A few months later came another public-relations gaffe. Asked by a Brazilian
newsmagazine about Coke's testing of vending machines that could change prices
according to the weather, Mr. Ivester gave a theoretical response that came across
as both a defense of the technology and a confirmation that it would hit the streets.
"Coca-Cola is a product whose utility varies from moment to moment," he said. "In a
final summer championship, when people meet in a stadium to have fun, the utility
of a cold Coca-Cola is very high. So it is fair that it should be more expensive. The
machine will simply make this process automatic."
A Coke spokesman says the remarks were taken out of context. Though the
company had tested the technology in a lab, it never had an intention of introducing
it, the spokesman says, and bottlers confirm this. Nonetheless, the CEO's answer
created a flap, seeming to cast the company as one that wasn't customer-friendly.
In October, directors who had long wanted Mr. Ivester to appoint a No. 2 were
relieved when he outlined plans to reduce the number of executives reporting to
him to six from 16. The new arrangement would free the CEO from overseeing
employee benefits, corporate aircraft and many other mundane issues. Mr.
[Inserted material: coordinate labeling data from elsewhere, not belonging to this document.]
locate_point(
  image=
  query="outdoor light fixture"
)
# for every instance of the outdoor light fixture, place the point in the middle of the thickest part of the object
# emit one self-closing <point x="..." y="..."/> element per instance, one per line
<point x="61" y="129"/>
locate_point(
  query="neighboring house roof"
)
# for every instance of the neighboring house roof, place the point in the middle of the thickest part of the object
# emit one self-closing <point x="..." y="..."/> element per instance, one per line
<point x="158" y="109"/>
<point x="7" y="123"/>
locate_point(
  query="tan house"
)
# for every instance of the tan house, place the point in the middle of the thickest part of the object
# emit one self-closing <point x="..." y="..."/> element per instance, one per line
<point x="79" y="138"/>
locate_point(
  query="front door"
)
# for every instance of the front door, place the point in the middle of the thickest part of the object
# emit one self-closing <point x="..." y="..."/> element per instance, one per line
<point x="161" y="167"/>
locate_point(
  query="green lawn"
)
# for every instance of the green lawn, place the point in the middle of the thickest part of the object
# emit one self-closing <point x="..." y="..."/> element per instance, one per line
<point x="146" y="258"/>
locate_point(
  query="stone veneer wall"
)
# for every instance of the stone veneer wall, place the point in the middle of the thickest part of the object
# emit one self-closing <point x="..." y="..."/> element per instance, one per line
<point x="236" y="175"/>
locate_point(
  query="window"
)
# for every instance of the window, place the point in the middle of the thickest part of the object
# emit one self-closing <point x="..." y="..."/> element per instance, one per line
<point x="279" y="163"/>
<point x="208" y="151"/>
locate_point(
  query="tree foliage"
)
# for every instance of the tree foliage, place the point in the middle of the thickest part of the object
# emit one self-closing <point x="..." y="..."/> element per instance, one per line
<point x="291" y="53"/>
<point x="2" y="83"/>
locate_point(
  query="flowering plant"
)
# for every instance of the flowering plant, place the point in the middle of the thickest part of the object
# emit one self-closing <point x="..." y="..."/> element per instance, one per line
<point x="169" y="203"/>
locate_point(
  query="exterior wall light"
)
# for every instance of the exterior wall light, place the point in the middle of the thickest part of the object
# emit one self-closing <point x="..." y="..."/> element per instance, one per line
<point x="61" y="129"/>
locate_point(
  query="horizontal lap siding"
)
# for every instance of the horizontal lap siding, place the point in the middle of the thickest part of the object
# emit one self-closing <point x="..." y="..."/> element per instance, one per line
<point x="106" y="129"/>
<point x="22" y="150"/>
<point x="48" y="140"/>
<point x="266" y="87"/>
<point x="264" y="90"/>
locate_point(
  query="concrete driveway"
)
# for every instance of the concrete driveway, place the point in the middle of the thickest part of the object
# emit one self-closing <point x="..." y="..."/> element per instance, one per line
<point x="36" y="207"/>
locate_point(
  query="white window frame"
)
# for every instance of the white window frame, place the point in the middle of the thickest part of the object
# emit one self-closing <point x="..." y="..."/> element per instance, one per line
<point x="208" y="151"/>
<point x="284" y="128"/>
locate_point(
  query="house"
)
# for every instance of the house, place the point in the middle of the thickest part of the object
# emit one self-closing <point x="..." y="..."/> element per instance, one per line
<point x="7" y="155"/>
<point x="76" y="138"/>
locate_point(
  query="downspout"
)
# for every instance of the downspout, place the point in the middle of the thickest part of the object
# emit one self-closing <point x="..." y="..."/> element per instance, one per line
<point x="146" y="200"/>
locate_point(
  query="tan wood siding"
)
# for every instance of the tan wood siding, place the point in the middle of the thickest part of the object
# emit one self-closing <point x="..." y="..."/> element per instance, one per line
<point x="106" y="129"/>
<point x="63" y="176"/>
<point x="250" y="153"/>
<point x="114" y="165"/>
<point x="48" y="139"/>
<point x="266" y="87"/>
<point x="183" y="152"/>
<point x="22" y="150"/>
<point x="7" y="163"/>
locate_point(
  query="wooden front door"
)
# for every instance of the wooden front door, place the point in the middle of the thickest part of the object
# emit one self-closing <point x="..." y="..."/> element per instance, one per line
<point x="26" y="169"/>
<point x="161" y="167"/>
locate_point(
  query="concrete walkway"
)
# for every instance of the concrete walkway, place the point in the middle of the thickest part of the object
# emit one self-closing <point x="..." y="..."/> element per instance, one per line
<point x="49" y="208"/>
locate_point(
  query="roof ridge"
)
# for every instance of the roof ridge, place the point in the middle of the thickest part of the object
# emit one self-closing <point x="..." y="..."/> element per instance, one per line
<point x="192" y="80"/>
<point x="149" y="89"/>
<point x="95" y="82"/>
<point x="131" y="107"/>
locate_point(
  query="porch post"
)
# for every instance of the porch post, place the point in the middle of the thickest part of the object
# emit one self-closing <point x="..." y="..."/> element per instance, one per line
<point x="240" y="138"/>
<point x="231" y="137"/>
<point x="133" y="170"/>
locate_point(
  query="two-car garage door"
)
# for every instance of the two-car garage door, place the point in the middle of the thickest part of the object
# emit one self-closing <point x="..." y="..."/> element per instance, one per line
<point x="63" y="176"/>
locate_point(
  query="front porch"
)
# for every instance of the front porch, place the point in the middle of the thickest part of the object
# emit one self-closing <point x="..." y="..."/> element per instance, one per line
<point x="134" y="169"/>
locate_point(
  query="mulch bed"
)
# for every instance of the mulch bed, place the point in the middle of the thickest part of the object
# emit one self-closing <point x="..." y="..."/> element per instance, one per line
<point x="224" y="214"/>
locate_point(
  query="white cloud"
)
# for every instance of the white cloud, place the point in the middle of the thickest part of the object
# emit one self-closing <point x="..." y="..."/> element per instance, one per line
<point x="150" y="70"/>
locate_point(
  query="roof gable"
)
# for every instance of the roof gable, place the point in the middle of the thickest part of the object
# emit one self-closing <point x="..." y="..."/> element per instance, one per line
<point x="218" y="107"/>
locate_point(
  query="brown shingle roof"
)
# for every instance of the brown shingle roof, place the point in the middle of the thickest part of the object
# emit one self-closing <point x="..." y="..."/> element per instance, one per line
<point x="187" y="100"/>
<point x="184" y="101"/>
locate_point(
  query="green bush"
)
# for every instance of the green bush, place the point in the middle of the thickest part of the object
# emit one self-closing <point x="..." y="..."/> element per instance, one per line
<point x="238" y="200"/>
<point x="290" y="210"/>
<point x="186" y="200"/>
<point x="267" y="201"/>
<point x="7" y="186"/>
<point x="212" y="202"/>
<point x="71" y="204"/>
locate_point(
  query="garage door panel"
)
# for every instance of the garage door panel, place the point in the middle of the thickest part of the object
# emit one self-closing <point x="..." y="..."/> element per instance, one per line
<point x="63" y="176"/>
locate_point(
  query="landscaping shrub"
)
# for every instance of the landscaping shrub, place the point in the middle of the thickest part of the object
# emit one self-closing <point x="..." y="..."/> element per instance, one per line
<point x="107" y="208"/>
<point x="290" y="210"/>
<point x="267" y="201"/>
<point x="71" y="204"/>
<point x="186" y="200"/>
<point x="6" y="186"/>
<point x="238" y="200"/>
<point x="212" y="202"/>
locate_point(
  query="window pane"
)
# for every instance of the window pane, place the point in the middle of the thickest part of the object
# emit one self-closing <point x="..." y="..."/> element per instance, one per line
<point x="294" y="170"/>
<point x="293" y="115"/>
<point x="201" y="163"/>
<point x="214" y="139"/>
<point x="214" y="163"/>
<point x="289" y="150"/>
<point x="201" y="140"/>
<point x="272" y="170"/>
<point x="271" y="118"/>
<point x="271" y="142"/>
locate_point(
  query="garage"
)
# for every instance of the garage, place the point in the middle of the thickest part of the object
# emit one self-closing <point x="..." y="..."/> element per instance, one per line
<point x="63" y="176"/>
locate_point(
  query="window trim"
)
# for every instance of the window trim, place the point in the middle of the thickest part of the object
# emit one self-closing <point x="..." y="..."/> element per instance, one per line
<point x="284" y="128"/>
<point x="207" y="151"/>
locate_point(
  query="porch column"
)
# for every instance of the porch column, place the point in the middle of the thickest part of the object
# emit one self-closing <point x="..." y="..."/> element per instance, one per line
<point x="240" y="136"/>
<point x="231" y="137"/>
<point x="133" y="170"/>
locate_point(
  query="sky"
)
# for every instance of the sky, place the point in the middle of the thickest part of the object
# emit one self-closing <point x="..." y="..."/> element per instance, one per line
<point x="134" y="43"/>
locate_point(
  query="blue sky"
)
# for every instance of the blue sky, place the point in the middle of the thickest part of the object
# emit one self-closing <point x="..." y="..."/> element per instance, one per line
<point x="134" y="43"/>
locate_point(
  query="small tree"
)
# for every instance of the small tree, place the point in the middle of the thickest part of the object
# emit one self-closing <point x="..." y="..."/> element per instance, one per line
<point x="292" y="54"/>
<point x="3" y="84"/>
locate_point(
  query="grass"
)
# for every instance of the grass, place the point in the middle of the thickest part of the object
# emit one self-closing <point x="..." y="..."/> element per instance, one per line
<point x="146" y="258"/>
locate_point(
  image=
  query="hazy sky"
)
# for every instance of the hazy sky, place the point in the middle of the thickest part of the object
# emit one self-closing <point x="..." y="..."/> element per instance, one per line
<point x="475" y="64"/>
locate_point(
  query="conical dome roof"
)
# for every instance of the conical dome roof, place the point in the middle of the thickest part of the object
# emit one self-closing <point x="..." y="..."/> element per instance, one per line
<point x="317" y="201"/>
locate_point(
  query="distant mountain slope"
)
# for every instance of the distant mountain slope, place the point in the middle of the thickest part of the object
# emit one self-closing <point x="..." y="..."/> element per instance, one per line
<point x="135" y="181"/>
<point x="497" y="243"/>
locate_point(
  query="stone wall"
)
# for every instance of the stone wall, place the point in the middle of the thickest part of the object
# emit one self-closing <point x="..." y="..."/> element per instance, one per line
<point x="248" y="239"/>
Ivester
told directors he would seek their approval at the next board meeting in midDecember.
Why wait? they replied. "I appreciate your support. Let's go," Mr. Ivester told the
board, according to one person.
The board apparently failed to notice one ramification: Mr. Ivester was about to push
Mr. Ware, the executive overseeing the Africa business, down a rung. He was among
the 10 who would no longer report to the CEO. When Mr. Ware then announced his
retirement, "there was a lot of criticism in the company about why it was necessary
to make Carl lose so much face, and what that meant about Doug's judgment," says
a person close to the situation.
As these controversies unfolded, one person says, Mr. Ivester occasionally talked of
stepping down, wondering aloud if he was the right man for the job. Mr. Ivester's
mother -- who says she is "elated" that he has given up the ultrastressful job -- says
he had sometimes talked about leaving. A Coke spokesman, though, says he never
heard Mr. Ivester express any desire to leave.
The end came on Dec. 6, when Mr. Ivester announced that he will voluntarily leave
one of the most prestigious jobs in business next April, after only 2 1/2 years, to
give someone else a chance to try to do it better. Says a person close to the board,
"It was like a pitcher who wasn't throwing any strikes and the bases are loaded. He
finally took himself out of the game."